A solid cylinder of mass 50 kg and radius 0.5 m is free to rotate about the horizontal axis . A massless string is wound round the cylinder with one end attached to it and other hanging freely. Tension in the string required to produce an angular acceleration of 2 revolutions $ s^ {-2} $ is

• A. 25 N
• B. 50 N
• C. 78.5 N
• D. 157 N

Answer 1

The Correct Option is D

To solve this problem, we need to determine the tension in the string that produces an angular acceleration of 2 revolutions per second squared in the solid cylinder.

1. First, let's convert the angular acceleration from revolutions per second squared to radians per second squared:

\text{Angular acceleration, } \alpha = 2 \times 2\pi = 4\pi \, \text{rad/s}^2

2. Next, compute the moment of inertia (I) for a solid cylinder rotating about its central axis (perpendicular to its length). The moment of inertia is given by:

I = \frac{1}{2} m r^2

Where:

• m = 50 \, \text{kg} (mass of the cylinder)
• r = 0.5 \, \text{m} (radius of the cylinder)
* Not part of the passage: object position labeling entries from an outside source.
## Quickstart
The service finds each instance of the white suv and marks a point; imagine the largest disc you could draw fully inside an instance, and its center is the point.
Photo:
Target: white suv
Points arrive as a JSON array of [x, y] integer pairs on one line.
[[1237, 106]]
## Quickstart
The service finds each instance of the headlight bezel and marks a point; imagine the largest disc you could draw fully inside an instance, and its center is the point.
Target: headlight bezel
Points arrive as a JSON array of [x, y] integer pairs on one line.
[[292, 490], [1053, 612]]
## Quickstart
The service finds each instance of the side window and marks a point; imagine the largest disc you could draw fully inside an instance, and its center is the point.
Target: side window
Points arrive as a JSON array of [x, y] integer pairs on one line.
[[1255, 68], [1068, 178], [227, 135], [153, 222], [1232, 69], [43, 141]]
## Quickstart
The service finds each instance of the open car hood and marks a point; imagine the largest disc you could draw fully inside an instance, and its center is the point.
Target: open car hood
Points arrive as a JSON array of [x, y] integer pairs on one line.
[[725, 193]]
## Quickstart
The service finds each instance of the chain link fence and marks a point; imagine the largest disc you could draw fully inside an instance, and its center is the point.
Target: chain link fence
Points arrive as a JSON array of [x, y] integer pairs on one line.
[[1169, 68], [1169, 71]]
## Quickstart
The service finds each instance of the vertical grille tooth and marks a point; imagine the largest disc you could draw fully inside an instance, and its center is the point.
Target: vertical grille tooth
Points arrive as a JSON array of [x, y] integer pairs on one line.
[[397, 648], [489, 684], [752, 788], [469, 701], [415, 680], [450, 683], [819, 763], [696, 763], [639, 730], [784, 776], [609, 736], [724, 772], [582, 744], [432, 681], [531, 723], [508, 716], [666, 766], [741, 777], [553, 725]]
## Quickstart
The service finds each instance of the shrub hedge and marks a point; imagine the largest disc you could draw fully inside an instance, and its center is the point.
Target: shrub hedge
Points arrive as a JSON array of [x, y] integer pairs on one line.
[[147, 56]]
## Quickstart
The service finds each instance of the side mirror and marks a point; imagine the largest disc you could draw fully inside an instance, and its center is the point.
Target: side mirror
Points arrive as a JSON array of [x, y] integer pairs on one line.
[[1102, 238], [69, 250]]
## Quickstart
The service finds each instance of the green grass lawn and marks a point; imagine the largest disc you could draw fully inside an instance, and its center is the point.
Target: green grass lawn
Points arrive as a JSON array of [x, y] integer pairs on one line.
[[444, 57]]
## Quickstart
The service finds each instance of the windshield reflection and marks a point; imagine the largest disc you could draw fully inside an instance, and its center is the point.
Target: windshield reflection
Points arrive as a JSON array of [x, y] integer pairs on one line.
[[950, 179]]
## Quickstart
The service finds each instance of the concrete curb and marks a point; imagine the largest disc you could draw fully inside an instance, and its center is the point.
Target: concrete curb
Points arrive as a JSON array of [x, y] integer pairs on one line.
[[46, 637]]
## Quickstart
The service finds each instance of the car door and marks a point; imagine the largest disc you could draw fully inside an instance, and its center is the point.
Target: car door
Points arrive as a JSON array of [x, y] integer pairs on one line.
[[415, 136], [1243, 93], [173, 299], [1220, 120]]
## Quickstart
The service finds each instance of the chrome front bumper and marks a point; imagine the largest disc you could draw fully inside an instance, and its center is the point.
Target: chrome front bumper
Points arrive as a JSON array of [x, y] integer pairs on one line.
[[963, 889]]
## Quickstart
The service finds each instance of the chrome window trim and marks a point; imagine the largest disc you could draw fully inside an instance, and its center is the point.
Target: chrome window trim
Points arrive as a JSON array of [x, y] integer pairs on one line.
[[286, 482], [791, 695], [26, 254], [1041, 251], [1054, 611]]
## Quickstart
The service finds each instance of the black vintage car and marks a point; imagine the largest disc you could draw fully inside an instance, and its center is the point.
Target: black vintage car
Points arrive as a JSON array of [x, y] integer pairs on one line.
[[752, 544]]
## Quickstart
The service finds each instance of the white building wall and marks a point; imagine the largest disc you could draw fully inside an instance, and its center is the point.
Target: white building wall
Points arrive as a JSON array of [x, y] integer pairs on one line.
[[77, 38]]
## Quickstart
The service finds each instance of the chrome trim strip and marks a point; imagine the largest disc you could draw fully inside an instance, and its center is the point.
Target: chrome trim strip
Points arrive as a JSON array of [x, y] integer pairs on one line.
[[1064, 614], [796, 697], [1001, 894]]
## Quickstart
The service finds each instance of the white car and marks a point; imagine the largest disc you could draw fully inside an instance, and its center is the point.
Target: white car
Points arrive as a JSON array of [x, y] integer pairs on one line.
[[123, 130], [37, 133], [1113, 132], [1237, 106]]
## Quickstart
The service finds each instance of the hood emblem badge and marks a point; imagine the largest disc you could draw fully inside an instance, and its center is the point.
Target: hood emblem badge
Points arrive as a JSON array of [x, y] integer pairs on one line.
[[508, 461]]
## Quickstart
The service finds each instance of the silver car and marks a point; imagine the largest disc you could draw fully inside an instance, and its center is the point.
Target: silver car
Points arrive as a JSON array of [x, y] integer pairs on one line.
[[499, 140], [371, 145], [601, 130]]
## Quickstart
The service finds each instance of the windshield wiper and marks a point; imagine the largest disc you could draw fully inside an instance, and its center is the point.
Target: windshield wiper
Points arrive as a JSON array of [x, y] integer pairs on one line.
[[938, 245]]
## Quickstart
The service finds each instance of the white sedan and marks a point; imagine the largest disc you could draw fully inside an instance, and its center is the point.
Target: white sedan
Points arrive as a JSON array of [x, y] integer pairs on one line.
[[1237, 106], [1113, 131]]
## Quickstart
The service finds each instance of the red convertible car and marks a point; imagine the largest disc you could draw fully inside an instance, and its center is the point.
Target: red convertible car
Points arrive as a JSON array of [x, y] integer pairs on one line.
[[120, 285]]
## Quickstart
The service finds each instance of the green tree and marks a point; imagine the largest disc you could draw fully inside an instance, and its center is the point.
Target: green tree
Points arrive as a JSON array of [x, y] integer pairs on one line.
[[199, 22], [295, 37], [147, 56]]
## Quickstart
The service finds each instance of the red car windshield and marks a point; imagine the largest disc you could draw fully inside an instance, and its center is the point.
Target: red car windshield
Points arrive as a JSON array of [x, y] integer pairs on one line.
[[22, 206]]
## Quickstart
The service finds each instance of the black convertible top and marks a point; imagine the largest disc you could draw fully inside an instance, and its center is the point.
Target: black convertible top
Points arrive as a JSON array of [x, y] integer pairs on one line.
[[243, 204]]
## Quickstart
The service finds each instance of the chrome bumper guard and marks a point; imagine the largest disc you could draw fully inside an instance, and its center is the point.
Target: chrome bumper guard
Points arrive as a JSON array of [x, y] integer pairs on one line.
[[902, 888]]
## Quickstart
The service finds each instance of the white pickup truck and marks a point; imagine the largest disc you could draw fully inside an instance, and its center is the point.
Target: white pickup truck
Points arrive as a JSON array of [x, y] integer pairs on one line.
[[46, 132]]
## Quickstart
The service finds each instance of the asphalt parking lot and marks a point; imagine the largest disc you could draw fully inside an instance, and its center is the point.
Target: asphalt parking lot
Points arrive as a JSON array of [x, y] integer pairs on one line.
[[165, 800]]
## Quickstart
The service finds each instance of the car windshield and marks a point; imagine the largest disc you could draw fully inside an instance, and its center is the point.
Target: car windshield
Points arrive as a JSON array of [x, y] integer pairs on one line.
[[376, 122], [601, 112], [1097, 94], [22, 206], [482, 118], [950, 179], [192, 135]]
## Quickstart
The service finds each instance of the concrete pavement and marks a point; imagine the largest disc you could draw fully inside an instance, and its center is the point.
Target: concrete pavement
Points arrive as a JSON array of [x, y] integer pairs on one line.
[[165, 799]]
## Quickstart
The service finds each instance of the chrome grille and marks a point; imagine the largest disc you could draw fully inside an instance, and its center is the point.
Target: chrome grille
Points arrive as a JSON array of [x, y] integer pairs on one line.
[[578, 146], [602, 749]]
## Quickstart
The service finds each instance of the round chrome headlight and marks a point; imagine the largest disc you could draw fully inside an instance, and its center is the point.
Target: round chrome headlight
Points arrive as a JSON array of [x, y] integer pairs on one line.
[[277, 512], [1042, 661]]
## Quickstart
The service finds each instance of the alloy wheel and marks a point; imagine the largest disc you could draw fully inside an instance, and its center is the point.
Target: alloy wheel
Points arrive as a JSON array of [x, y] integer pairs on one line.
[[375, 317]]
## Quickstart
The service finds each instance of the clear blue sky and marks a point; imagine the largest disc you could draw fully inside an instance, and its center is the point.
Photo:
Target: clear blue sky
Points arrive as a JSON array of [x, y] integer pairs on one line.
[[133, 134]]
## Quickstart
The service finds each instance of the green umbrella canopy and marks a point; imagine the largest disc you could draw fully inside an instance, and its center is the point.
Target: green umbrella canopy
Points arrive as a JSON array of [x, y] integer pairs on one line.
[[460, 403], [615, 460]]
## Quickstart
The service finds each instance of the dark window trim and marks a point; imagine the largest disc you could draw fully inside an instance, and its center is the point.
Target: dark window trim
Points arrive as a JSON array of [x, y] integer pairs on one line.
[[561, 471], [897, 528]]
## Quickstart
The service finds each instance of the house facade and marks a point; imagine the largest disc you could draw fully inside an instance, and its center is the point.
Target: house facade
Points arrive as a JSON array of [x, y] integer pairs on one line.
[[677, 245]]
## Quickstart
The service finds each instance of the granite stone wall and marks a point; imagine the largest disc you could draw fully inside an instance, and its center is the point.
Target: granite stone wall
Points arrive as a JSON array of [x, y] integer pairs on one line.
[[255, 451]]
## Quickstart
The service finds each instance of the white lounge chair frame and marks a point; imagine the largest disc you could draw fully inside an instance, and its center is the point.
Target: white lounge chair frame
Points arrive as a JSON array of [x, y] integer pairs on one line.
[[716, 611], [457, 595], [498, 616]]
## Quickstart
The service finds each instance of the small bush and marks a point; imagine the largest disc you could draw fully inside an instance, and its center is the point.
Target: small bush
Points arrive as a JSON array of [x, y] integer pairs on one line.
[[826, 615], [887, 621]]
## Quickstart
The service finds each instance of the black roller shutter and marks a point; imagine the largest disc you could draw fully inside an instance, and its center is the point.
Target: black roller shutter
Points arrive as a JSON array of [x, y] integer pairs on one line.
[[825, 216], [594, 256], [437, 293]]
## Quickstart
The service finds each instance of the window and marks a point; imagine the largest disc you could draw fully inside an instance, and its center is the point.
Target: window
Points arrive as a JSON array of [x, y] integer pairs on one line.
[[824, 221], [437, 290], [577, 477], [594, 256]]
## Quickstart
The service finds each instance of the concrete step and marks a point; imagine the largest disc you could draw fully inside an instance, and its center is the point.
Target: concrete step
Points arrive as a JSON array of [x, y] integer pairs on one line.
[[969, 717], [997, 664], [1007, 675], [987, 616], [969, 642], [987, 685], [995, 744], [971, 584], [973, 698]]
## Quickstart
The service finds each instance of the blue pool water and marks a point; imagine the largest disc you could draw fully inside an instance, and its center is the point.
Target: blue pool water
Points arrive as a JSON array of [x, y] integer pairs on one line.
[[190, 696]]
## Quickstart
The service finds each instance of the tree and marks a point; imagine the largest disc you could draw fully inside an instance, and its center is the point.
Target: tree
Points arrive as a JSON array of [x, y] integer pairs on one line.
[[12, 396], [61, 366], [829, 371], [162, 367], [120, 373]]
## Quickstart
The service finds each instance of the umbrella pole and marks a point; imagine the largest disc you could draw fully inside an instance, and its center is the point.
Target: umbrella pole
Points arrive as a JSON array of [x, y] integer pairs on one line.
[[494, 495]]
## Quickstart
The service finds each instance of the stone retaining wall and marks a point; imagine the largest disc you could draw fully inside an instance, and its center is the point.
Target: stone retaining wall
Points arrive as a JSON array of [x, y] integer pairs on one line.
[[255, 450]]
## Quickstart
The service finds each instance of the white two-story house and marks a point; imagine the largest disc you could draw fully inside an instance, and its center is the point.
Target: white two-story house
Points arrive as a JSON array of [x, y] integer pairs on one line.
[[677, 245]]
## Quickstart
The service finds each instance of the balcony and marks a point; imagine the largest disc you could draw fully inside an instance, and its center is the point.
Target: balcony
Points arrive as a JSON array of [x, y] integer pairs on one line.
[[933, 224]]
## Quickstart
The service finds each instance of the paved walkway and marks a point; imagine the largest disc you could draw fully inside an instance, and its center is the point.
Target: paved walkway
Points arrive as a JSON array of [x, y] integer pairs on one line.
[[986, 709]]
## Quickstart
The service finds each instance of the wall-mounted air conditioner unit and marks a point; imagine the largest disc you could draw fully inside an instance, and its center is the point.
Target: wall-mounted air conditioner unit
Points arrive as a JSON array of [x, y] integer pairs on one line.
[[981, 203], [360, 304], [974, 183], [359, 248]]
Substituting the values, we get:

I = \frac{1}{2} \times 50 \times (0.5)^2 = \frac{1}{2} \times 50 \times 0.25 = \frac{1}{2} \times 12.5 = 6.25 \, \text{kg m}^2

3. The torque (\tau) required to produce an angular acceleration is given by the equation:

\tau = I \alpha

Substitute the values:

\tau = 6.25 \times 4\pi = 25\pi \, \text{Nm}

4. The relation between torque and tension in the string is given by:

\tau = T \cdot r

Solving for tension (T), we have:

T = \frac{\tau}{r} = \frac{25\pi}{0.5} = 50\pi \, \text{N}

Approximating \pi \approx 3.14, the tension becomes:

T \approx 50 \times 3.14 = 157 \, \text{N}

5. Thus, the tension in the string required to produce an angular acceleration of 2 revolutions per second squared is 157 N.

The correct answer is therefore 157 N.